Sen bunları geç göreceksin Küçük Prens.

Çünkü biliyorum ki, "o kadar da" önemli değilim şu an. Dün gece, yavaş yavaş öldürmeye başladım 'her şeyim' dediğin kadını. Tüm iyiliğimi, tüm saflığımı seninle beraber eskiler mezarlığına gömüyorum. :) Bunları yapacak olmamın tek nedeni ise, ihtiyacın olduğu zaman herkes gitse bile geride kalan o insanı yok etmek. Dünya tepene çökse, ben olmayacağım. O hiç kimsenin önünde akmak isteyen göz yaşların omzuma damlamak istediği zaman ise, ben başkalarının elini tutuyor olacağım. Güleceğim. Kahkahalar atacağım. Sana ait olan 354 günü zihnimin en karanlık sularında boğacağım. Karşılaşacağız elbet. Sana koccaman gülümseyeceğim. Ve sarılacağım, gülücüğüm kadar. Kokunu çekeceğim içime eski günlerin anısına, sen fark etmeden. Aynı anda hem senden nefret edecek, hem de seni çok seveceğim.

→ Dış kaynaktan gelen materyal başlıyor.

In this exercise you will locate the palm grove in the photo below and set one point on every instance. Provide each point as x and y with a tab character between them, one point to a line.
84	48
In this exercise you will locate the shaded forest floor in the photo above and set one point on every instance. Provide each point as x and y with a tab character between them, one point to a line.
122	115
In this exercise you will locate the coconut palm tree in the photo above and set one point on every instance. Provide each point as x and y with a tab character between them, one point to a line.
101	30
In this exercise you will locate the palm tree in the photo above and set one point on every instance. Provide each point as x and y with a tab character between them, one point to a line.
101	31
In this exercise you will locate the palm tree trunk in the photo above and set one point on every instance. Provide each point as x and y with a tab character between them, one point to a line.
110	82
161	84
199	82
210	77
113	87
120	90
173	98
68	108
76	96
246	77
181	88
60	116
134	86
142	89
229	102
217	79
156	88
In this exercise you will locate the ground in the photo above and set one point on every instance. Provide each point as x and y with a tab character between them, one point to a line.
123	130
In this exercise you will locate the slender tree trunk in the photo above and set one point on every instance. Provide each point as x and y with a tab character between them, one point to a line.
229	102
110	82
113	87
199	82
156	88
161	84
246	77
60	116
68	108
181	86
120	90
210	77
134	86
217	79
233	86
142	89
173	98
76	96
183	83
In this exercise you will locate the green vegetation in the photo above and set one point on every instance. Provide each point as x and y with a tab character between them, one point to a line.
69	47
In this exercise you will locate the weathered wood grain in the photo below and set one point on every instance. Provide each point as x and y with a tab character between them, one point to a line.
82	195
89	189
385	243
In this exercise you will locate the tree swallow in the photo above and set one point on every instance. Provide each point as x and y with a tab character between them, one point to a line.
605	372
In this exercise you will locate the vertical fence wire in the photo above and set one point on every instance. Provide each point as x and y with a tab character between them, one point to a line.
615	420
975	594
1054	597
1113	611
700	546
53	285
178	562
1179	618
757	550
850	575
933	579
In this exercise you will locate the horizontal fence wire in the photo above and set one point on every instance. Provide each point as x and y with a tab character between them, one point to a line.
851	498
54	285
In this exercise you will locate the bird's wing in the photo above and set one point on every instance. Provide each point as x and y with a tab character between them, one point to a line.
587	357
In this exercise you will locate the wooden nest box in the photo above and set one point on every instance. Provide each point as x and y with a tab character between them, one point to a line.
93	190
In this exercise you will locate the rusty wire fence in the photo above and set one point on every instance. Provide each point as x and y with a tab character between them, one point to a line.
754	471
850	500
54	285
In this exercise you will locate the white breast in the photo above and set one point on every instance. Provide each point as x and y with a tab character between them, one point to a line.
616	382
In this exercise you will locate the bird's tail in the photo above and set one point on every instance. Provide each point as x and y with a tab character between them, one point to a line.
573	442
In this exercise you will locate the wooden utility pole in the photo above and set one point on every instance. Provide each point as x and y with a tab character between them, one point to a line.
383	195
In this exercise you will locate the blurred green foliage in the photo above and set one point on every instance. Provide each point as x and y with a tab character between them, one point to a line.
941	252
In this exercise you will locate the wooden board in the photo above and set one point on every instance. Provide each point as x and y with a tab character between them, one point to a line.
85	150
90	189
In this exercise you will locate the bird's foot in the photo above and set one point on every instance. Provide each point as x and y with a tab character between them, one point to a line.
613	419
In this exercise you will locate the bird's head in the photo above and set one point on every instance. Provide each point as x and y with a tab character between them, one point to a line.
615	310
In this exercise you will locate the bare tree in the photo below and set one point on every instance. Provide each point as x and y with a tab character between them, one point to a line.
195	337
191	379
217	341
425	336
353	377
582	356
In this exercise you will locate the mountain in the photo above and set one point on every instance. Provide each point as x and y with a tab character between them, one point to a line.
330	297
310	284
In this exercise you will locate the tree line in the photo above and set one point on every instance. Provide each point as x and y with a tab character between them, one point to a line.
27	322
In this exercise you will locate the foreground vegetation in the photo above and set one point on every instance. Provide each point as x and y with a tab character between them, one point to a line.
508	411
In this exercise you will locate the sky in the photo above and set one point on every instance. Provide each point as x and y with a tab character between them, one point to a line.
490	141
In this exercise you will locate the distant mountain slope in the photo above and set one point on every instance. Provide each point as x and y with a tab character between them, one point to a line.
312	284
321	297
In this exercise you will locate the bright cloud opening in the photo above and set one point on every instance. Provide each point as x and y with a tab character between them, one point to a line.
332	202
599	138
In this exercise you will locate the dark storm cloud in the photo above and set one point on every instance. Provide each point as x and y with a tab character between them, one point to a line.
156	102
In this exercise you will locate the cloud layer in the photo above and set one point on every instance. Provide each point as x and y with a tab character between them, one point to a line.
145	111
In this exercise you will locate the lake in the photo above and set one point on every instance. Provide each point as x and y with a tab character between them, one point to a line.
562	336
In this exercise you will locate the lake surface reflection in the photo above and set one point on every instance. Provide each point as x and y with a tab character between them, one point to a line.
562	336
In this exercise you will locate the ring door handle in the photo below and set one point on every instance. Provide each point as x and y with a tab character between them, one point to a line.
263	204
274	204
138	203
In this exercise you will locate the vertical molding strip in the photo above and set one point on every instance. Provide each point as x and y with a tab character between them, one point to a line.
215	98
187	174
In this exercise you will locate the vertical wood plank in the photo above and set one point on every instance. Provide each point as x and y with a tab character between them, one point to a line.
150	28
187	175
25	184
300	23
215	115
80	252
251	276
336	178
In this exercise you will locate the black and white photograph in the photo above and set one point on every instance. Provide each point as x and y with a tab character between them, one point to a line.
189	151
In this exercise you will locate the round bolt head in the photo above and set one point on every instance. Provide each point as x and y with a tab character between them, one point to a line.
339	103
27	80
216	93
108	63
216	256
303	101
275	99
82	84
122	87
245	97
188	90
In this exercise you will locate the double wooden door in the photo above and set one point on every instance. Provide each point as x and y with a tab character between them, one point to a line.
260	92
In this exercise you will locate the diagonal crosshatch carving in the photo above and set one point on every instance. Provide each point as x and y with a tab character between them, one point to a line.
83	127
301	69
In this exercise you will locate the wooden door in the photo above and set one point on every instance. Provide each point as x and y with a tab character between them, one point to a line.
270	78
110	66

Umarım, umarım bana hissettirdiğin ama anlayamadığın o duyguların her birini deriiin derin işlerler kalbine. O zaman anlarsın bana ne yaptığını ve üzülürsün. Hepsinden de önemlisi kendinden nefret edersin bir nebze olsun. En büyük duam bu şu an. Umarım cayır cayır yakar kalbini en çok sevdiğin insan. Umarım öncelik olmazsın. Umarım hep ikinci planda gelirsin. Umarım cehennemde cayır cayır yanarsın Küçük Prens. Ve sen, asla büyümeyeceksin.

22 Nisan 2011 Cuma

Palyanço.

Ne üzgün palyaçoyum Tanrım.

Bloga ilk bakan bir insanın şu meredin eğlenceli bir şey olduğuna inanmasını öyle çok isityorum ki. Daha da çok istediğim bir şey var ise o da içeriğin görünüşünden daha da eğlenceli olması.

İnandım, olacak.

İsim geçicidir, kalıcı da olabilir. Ben sevdim.